Het gesprek is te kort om ook maar een klein beetje recht te doen aan de ervaringen die Kyung-Soo Kim en zijn vrouw Sang Hwa opdeden als christenen in Noord-Korea. Maar dit wil Kyung-Soo in elk geval kwijt: „,In Noord-Korea wonen nog altijd christenen. Ze overleven door de kracht van God.”
De Kims (omwille van de veiligheid zijn hun namen gefingeerd) zijn rond de vijftig jaar, tenger en onopvallend gekleed. De fotosessie in de tuin bij het kantoor van Open Doors in Ermelo maakt hen verlegen. In het land van hun herkomst hadden Kyung Soo en Sang Hwa geen status. Kyung Soo nam afstand van zijn hoge klasse toen hij trouwde met de christelijke Sang Hwa. „Maar door het geloof in God wist ik mij toch van waarde.”
Noord-Korea staat in Nederland bekend als een wreed, onderdrukkend land. Als jullie terugdenken aan jullie geboorteland, kunnen jullie je dan ook iets moois herinneren?
Sang Hwa: „Ik was als kind zeker weleens blij. Maar achteraf stond die vreugde altijd in het teken van het dienen van de Grote Leider. Hij was alles. Als ik daar nu naar kijk, was het ijdele afgodendienst.”
Kyung Soo: „Ik kom uit een familie met een hoge rang. Ik stond al vroeg voor de taak om het regime te steunen. Mijn familie had het goed, beter dan veel andere. Dat betekende zoveel als: op de verjaardag van de Grote Leider een koekje of een snoepje krijgen. Toen ik buiten Noord-Korea kwam, zag ik hoe weinig dat was, terwijl wij nog wel een bevoorrechte familie waren.”

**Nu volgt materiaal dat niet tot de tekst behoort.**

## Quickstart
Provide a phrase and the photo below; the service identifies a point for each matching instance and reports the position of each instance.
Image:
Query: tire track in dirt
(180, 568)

In hoeverre waren jullie je bewust van de misstanden in Noord-Korea?
Kyung Soo: „Juist als lid van een gegoede familie vielen mij de verschillen tussen rijk en arm op. Op school werd ik meteen tot klassenvertegenwoordiger gekozen. Niet omdat anderen er niet de kwaliteiten voor hadden, maar puur op basis van mijn afkomst.”
„Ik las alleen het eerste zinnetje van de Bijbel en dat was voor mij genoeg om te weten: er is veel meer dan alleen Noord-Korea en de Kim-familie” - Sang Hwa Kim, christen uit Noord-Korea
Sang Hwa: „Ik behoorde juist tot een arme familie. Al in de jaren vijftig, toen Kim il-Sung aan de macht kwam, werd mijn familie verbannen naar een afgelegen regio. Wat er anders was aan mijn familie, ontdekte ik toen ik twaalf was. In huis vond ik een Bijbel. Ik las alleen het eerste zinnetje: „In het begin schiep God de hemel en de aarde.” Dat was voor mij genoeg om te weten: er is meer, veel meer dan alleen Noord-Korea en de Kim-familie.”

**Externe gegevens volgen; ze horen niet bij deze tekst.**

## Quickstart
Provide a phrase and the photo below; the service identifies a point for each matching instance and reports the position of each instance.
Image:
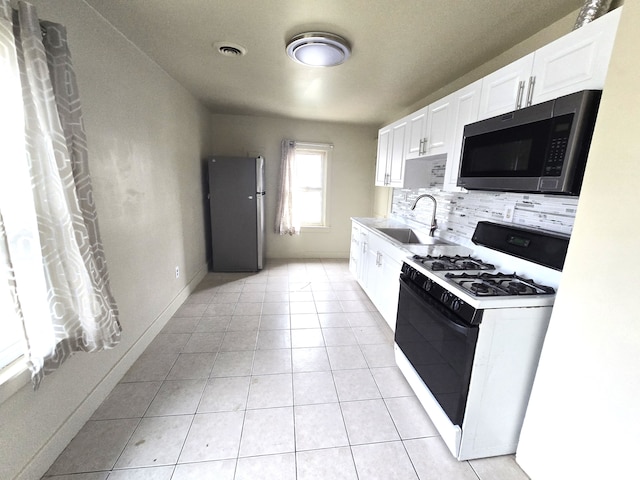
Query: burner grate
(498, 284)
(455, 262)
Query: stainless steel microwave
(540, 149)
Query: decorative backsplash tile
(458, 213)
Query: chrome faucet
(434, 223)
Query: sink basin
(409, 236)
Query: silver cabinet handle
(520, 94)
(532, 84)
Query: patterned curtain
(287, 219)
(57, 276)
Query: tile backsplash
(458, 213)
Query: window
(311, 166)
(12, 339)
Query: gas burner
(498, 284)
(456, 262)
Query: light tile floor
(284, 374)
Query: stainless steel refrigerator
(236, 201)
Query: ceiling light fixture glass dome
(318, 49)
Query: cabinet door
(396, 157)
(354, 251)
(577, 61)
(382, 159)
(438, 126)
(465, 109)
(416, 132)
(504, 90)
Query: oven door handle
(451, 322)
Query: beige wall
(350, 181)
(146, 137)
(583, 417)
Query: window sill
(13, 378)
(319, 229)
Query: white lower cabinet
(378, 271)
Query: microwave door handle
(532, 84)
(520, 95)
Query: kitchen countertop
(373, 224)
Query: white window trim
(327, 148)
(13, 377)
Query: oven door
(439, 346)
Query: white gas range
(469, 335)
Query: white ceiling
(403, 50)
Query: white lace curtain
(51, 255)
(287, 218)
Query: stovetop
(498, 284)
(480, 283)
(452, 262)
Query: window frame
(324, 149)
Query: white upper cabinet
(384, 142)
(438, 138)
(577, 61)
(464, 110)
(417, 130)
(504, 90)
(428, 130)
(390, 160)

Wat deed deze ontdekking met je?
Sang Hwa: „Twee weken lang liep ik er alleen mee rond. Moest ik mijn ouders aangeven? Dat kon ik niet. Iedere keer kwam die tekst, woord voor woord, weer in mijn gedachten: „In het begin schiep God de hemel en de aarde.” Toen kwam er een moment waarop ik mijn vader alleen kon spreken. Ik vroeg hem wat die woorden te betekenen hadden. Hij pakte mijn hand vast en leidde mij naar buiten. „Sang Hwa, wie heeft deze bergen gemaakt? En de wolken? En het gras?” En hij vertelde me van de Schepper van hemel en aarde.

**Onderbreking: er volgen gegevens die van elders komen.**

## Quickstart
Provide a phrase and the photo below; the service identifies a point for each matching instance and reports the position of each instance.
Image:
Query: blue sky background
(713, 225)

„Moest ik mijn ouders aangeven? Dat kon ik niet” - Sang Hwa Kim, christen uit Noord-Korea
Ik was zo gelukkig. Ik wilde er alles over weten. Maar binnen ons gezin werd vragen stellen ontmoedigd. Toch vertelde mijn vader terloops elke keer weer nieuwe dingen. Dan vroeg hij: „Sang Hwa, voor welk dier ben je het meest bang?” „Een slang.” En dan begon hij met het verhaal van Adam en Eva en vertelde me Wie Jezus is. Door de verhalen van mijn vader begreep ik ook waarom mijn familie zo geminacht werd. Ik behoor tot de vierde generatie van christenen die in Noord-Korea wonen. Mijn overgrootouders maakten de opwekking van 1907 mee.” ****
Kyung Soo, hoe kwam u met het christendom in aanraking?
Kyung Soo: „Door mijn werk leerde ik de vader van Sang Hwa kennen. Hij was voorganger in Noord-Korea. Het eerste wat mij opviel, was zijn stralende, glanzende gezicht. En zijn manier van spreken was uniek. Hij zei bijvoorbeeld: „God geeft ons vandaag regen”, of: „God geeft ons vandaag een mooie dag.” Dat vond ik bijzonder, want in Noord-Korea bestaat geen godsdienstig vocabulaire. Christendom, islam, god, hemel – er zijn geen woorden voor. Maar door Sang Hwa’s vader leerde ik dat achter al de zichtbare dingen de Schepper van hemel en aarde schuilgaat.”
De vragen die ik bij het regime had, kon ik openlijk delen met Sang Hwa’s vader. Hij antwoordde dan niet met zijn eigen mening, maar zei: „God zal oordelen. Hij ziet het.” Toen ik zes jaar met hem had samengewerkt, vroeg de veiligheidsdienst mij hem te gaan schaduwen. Dat was geen verzoek, maar een opdracht. Eigenlijk was het een onmogelijke situatie, want kort daarvoor had hij mij al gedoopt. Na het horen van de geschiedenis van Saulus’ bekering, toen ik twintig jaar oud was, was ik tot geloof gekomen. Op basis van de loyaliteit van mijn familie achtte de overheid mij echter geschikt om spion te zijn.”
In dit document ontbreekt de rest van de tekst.